No doubt you’ve seen the story circulating where a young wrestler, Andrew Johnson, was forced to cut his dreadlocks (which were short, tidy, and tucked, by the way) in order to compete in a wrestling tournament.
The mother of a New Jersey high school wrestler said she was devastated when a referee with an allegedly racist past forced her son to get his dreadlocks hacked off to compete in a match.
“Hardest thing I’ve ever seen,” wrote Rose Santiago-Johnson, the mother of Buena Regional HS junior Andrew Johnson, on Facebook. “He is good now … but that was brutal emotionally and physically.” – New York Post Article
Today, I am not focusing on the referee, because he is obviously racially motivated to chop that child’s hair. I’m focusing on the other white people in the room, the white woman who cut his hair, and the white people who failed to ally around this child.

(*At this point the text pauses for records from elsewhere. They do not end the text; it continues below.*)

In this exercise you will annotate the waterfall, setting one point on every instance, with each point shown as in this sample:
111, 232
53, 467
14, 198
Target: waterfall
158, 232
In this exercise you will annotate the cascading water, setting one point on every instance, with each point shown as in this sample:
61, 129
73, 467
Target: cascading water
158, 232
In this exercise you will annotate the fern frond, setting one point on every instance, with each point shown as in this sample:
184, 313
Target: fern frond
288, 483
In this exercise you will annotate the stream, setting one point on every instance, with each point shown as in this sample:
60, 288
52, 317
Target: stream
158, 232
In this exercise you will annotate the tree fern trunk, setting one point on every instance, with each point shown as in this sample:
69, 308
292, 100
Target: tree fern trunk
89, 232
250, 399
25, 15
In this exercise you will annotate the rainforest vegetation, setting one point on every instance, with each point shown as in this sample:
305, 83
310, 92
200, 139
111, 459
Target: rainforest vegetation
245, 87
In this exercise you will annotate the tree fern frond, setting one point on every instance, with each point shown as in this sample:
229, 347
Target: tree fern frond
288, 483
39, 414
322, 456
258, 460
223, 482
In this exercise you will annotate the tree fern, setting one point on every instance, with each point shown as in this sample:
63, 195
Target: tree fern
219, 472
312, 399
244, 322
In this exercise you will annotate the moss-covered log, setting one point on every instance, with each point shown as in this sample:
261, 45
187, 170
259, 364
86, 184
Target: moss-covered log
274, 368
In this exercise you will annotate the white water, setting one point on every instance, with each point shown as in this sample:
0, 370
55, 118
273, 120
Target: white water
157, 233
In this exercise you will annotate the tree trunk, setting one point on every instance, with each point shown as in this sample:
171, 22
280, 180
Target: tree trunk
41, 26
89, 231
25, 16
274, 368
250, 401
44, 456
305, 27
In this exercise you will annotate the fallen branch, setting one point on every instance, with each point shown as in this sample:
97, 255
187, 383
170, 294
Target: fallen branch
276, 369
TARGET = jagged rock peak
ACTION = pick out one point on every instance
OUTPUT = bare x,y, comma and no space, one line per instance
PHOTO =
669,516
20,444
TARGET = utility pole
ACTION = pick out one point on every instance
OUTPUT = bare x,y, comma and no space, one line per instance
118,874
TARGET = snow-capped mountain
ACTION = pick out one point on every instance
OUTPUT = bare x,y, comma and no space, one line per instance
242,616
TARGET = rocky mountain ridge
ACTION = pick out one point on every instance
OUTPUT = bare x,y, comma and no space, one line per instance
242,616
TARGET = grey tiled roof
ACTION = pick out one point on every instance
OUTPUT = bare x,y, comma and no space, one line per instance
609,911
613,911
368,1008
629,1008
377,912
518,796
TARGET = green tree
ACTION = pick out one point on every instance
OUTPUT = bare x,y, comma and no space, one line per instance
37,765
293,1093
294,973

- No one realized how racist this was and stopped it. Not the coach, not a trainer, not another parent. This revealed ignorance and lack of understanding that you just, simply, should never do this. And no one thought about how damaging and horrible it was.
- A white woman chopped his hair. I don’t care if the white woman is his mother, his aunt, his best friend. White women love to complain about inequality, injustice, sexism. We know how it feels to have others in power push their will, their ideals, their beauty standard upon us. We are forced to do things we don’t want to do. We are pressured ourselves to conform. Now, don’t misunderstand me. I don’t want white women to think for a minute I am equating our suffering to that of black America. But we like to cry foul as if we have suffered as much, but we will scalp a black child without batting an eye to the irony. This white woman defines the ignorance of our demographic.
- This child was alone. In a room full of adults, every white person in this room told him that he didn’t belong. It hadn’t a thing to do with hair. A referee looked at that child and wanted to inflict something terrible, and everyone went along with the racist charade. This child was told his hair, his very person, was not good enough, and rather than warning him, they forced him to cut his hair in front of everyone else. Everyone took a white man’s word over his. Everyone took the white man’s rule over this black child. There is no reason his dreads needed to be cut. It’s a high school wrestling tournament. Something that was supposed to be athletic and a highlight for this child turned into a racist spectacle and a way for a power hungry white man to inflict his will and law upon children.
Every white person in the room, everyone in the school system, is to blame for the environment that led to this. This child has no allies in this school. No one thought for a moment how fundamentally wrong it was to take away this child’s hair, his identity, and who he is.
The referee? He is just a part of the racist machine that was in motion in that room.